Harvest festivals are an ancient and integral feature of the civilizations of the world. They belong to the universal acknowledgment of “the givenness of things” in Marilynne Robinson’s apt phrase. Harvest festivals celebrate in one way or another the nature of our human interaction with the created order and the recognition that the harvest cannot be taken for granted. The harvest is a gift, not a right, not an entitlement.
Harvest festivals belong to human reflection about ourselves in relation to the natural world. We are essentially intellectual and spiritual beings embodied and embedded in cultures. Harvest festivals are one of the ways in which that intellectual and spiritual reality about our humanity shows itself culturally and historically. The great Medieval cathedrals, for instance, often depict the labours of the months as tagged to the signs of the zodiac thus showing the interaction of human labour with the seasons of the year in terms of planting, vine-dressing, and harvesting, especially of grain and grapes; hence the symbolic and sacramental significance of bread and wine.
It might come as a bit of a surprise, then, to discover that there were no provisions for Harvest Thanksgiving services in the classical Books of Common Prayer. Such services were only introduced in 1862 in England. The provisions for “A Form of Thanksgiving for the Blessings of Harvest” only appeared in Anglican Prayer Books in the 20th century. In other words, it is an entirely modern development.
Why?

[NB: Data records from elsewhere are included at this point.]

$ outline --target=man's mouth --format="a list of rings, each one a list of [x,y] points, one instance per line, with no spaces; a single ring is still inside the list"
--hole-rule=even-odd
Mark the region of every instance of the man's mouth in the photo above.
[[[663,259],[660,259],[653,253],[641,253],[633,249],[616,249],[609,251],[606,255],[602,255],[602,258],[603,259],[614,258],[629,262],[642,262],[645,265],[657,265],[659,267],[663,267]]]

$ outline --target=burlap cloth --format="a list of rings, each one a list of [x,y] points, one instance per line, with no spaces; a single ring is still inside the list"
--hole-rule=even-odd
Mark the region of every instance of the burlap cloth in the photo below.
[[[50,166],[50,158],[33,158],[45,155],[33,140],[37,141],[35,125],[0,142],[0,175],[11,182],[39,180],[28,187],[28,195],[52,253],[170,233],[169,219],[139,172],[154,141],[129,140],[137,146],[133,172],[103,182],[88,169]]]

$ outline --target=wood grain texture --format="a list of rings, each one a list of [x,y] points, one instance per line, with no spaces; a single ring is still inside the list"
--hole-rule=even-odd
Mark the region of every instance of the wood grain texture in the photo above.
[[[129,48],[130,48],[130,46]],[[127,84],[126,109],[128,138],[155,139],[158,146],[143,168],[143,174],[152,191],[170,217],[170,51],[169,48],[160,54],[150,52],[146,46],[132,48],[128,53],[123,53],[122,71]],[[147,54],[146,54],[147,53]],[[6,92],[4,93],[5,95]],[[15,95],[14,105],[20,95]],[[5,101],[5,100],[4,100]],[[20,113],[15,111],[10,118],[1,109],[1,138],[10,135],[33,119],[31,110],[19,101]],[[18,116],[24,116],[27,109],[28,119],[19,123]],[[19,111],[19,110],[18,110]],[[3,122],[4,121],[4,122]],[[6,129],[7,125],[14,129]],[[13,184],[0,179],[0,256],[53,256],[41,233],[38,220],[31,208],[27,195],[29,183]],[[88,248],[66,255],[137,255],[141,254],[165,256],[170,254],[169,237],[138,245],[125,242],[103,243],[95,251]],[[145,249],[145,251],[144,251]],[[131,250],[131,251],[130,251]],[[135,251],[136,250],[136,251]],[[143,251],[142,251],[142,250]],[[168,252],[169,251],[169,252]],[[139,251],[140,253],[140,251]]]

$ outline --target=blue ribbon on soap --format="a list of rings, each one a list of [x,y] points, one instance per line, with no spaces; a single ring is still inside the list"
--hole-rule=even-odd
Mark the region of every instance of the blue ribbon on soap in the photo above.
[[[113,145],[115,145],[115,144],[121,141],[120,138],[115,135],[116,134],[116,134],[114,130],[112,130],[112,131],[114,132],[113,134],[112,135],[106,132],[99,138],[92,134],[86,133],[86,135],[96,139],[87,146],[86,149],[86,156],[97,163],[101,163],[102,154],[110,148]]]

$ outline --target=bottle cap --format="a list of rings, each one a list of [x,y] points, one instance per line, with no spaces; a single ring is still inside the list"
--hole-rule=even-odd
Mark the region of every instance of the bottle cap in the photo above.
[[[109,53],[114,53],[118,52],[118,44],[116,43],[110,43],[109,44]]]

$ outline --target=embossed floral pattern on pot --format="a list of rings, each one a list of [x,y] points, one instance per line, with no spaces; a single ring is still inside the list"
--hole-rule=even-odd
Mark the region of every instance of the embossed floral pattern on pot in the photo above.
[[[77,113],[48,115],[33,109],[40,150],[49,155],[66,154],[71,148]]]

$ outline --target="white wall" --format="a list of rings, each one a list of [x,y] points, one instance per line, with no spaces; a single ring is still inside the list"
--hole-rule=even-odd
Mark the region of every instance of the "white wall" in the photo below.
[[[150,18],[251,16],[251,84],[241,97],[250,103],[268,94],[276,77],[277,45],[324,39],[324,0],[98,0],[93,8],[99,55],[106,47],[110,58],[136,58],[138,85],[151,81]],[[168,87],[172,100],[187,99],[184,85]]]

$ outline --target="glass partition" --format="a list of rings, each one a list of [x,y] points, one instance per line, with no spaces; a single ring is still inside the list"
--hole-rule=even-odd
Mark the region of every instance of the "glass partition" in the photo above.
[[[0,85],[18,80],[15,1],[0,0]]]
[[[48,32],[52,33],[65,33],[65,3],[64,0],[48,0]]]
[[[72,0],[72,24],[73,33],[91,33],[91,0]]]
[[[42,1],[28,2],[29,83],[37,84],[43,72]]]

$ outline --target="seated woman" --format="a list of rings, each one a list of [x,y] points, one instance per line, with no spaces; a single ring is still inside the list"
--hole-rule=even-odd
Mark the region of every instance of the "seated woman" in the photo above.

The classical and traditional pattern of the church year by no means ignores the cycles of nature: there is Rogation Sunday and the days of Rogation, there are the Ember Days in each of the four seasons, August 1st is Lammas Day or ‘Loaf-Mass day’ which celebrates the first-fruits of the grain harvest. Various prayers and Collects reference the goodness of creation as an expression of the goodness of God. There are prayers ‘For Rain’, and ‘For Fair Weather’, prayers, too, ‘In Time of dearth and famine’. And there are Thanksgiving prayers ‘For Rain’, ‘For Fair Weather’, and ‘For Plenty’ in terms of the “special bounty” of “our land yield[ing] to us her fruits of increase” (BCP, 1662).